Step 1. Write the molecular equation for mixing nitric acid with water. The acid molecule and the water molecule react to produce the hydronium ion and the nitrate ion. In display form, the reaction is

\[ \mathrm{HNO}_3 + \mathrm{H_2O} = \mathrm{H_3O}^+ + \mathrm{NO}_3^- \]

Step 2. Identify the acid and the base. Nitric acid, \( \mathrm{HNO}_3 \), is a strong acid. Water, \( \mathrm{H_2O} \), acts as a base by accepting a proton. The conjugate base of nitric acid is the nitrate ion, \( \mathrm{NO}_3^- \), and the proton transferred to water produces the hydronium ion, \( \mathrm{H_3O}^+ \).

Step 3. Show the dissociation of the acid into ions, and the protonation of water. Writing the same processes as separated ionic steps gives

\[ \mathrm{HNO}_3 = \mathrm{H}^+ + \mathrm{NO}_3^- \]

\[ \mathrm{H}^+ + \mathrm{H_2O} = \mathrm{H_3O}^+ \]

Step 4. Combine the ionic steps to recover the molecular reaction. Substituting the proton transfer into the dissociation yields the overall aqueous equation already given in Step 1,

\[ \mathrm{HNO}_3 + \mathrm{H_2O} = \mathrm{H_3O}^+ + \mathrm{NO}_3^- .\]
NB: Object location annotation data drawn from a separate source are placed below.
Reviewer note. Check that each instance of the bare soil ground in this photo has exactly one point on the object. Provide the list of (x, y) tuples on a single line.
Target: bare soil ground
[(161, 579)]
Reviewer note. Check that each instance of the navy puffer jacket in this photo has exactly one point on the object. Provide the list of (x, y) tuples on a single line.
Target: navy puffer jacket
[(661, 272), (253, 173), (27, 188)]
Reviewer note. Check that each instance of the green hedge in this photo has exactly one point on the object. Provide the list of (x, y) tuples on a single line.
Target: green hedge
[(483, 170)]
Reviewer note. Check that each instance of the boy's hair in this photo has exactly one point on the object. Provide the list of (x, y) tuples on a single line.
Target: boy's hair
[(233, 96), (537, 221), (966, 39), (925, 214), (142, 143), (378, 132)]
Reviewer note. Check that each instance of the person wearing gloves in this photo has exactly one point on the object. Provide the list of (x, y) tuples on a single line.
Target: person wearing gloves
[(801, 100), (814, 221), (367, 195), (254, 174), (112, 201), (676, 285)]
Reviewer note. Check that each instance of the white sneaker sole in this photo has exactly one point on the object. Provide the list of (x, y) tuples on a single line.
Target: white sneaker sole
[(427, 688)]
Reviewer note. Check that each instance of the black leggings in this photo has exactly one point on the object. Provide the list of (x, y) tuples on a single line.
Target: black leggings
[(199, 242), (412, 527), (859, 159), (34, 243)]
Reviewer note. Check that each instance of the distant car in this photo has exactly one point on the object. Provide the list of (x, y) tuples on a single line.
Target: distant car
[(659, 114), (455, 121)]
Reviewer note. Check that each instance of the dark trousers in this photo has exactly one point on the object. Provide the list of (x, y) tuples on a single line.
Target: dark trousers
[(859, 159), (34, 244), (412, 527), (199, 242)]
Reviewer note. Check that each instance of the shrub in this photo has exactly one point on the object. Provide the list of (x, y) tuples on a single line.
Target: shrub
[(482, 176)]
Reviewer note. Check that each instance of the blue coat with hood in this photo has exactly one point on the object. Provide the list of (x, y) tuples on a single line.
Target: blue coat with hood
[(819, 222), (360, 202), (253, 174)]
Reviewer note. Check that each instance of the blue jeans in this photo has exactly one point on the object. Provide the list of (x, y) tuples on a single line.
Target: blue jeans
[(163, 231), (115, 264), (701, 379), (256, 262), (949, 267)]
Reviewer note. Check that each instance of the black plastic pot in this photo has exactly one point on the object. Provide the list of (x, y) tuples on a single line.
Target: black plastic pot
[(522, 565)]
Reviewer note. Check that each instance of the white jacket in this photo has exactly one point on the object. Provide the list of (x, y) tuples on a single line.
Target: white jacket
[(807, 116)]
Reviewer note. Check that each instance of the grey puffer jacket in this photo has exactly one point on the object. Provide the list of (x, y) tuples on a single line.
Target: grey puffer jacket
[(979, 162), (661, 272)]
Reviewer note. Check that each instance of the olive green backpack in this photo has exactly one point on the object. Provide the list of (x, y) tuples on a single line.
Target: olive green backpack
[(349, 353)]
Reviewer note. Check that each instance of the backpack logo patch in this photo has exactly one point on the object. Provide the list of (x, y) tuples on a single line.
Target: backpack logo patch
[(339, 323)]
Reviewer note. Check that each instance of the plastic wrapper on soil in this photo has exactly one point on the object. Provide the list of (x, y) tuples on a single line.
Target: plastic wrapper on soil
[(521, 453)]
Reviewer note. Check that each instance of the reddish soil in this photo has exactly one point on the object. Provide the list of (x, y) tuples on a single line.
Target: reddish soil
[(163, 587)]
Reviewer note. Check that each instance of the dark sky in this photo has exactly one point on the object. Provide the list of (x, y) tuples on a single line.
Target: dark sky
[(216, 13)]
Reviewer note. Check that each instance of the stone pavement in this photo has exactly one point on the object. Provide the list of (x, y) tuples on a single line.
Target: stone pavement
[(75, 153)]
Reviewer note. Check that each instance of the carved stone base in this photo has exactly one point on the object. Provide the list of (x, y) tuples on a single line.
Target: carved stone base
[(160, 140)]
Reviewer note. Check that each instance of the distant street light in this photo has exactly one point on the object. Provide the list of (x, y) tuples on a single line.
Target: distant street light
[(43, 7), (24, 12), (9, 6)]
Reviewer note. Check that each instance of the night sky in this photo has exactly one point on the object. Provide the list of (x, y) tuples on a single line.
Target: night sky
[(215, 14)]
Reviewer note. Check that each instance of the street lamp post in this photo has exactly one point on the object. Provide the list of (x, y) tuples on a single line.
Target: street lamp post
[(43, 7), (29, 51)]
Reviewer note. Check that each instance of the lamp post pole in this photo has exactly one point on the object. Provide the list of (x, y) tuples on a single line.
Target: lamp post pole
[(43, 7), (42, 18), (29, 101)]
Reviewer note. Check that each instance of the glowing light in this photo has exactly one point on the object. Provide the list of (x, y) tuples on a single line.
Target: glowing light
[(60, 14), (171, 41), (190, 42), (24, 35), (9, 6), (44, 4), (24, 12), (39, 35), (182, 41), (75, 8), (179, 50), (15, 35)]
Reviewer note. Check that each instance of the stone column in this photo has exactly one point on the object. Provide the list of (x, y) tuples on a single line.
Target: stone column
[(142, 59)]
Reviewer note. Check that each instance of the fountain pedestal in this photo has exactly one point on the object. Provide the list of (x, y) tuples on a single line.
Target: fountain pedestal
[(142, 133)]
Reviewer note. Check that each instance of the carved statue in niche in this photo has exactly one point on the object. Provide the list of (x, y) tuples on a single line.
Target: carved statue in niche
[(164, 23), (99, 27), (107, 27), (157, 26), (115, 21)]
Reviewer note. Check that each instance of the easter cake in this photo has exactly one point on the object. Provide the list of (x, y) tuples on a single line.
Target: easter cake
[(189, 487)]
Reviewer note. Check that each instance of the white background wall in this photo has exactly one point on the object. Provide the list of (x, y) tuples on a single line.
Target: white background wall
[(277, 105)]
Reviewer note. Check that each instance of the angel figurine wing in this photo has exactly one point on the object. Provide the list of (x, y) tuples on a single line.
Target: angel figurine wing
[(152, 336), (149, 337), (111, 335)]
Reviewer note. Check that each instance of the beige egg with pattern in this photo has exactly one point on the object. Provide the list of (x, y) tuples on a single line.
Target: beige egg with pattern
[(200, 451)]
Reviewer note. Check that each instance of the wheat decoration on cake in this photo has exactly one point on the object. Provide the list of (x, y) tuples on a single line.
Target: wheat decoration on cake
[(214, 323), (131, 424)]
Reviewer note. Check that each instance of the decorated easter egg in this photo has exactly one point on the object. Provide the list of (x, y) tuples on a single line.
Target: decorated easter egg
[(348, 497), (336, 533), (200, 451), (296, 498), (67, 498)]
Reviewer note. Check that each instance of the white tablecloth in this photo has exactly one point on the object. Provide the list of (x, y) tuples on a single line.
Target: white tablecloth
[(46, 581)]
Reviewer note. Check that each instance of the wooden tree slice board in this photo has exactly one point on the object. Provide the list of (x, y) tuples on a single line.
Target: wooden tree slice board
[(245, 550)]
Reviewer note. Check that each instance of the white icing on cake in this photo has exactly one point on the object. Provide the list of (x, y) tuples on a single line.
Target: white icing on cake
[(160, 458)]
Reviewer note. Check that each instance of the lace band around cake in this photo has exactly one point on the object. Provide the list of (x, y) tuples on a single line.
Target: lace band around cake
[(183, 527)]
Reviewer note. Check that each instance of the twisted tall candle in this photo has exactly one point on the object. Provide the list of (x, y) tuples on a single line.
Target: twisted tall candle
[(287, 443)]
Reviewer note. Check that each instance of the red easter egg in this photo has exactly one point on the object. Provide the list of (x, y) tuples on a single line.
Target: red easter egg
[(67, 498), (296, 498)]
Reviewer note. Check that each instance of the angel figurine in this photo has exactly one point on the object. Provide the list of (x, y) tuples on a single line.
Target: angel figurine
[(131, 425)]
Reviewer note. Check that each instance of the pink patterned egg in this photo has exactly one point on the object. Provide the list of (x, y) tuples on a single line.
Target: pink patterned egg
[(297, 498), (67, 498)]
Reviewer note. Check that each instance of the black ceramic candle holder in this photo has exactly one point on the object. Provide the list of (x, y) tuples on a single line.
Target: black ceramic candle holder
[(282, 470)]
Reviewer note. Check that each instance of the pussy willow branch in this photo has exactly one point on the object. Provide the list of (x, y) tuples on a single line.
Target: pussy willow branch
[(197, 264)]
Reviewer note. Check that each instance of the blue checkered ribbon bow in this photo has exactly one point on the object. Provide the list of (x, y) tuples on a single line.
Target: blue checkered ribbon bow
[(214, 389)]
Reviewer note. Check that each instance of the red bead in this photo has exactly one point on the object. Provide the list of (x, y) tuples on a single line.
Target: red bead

Step 5. Check mass and charge balance. Count atoms on each side: one nitrogen, one hydrogen from the acid plus two hydrogens from water give three hydrogens total, three oxygens, so atoms are balanced. Net charge on the left is 0. Net charge on the right is \(+1\) from \( \mathrm{H_3O}^+ \) and \(-1\) from \( \mathrm{NO}_3^- \), giving total 0. Charges are balanced.

Step 6. Interpret the result. Because \( \mathrm{HNO}_3 \) is a strong acid in water, it effectively dissociates completely to give \( \mathrm{H_3O}^+ \) and \( \mathrm{NO}_3^- \). The molecular equation in aqueous solution is the correct representation of this proton transfer.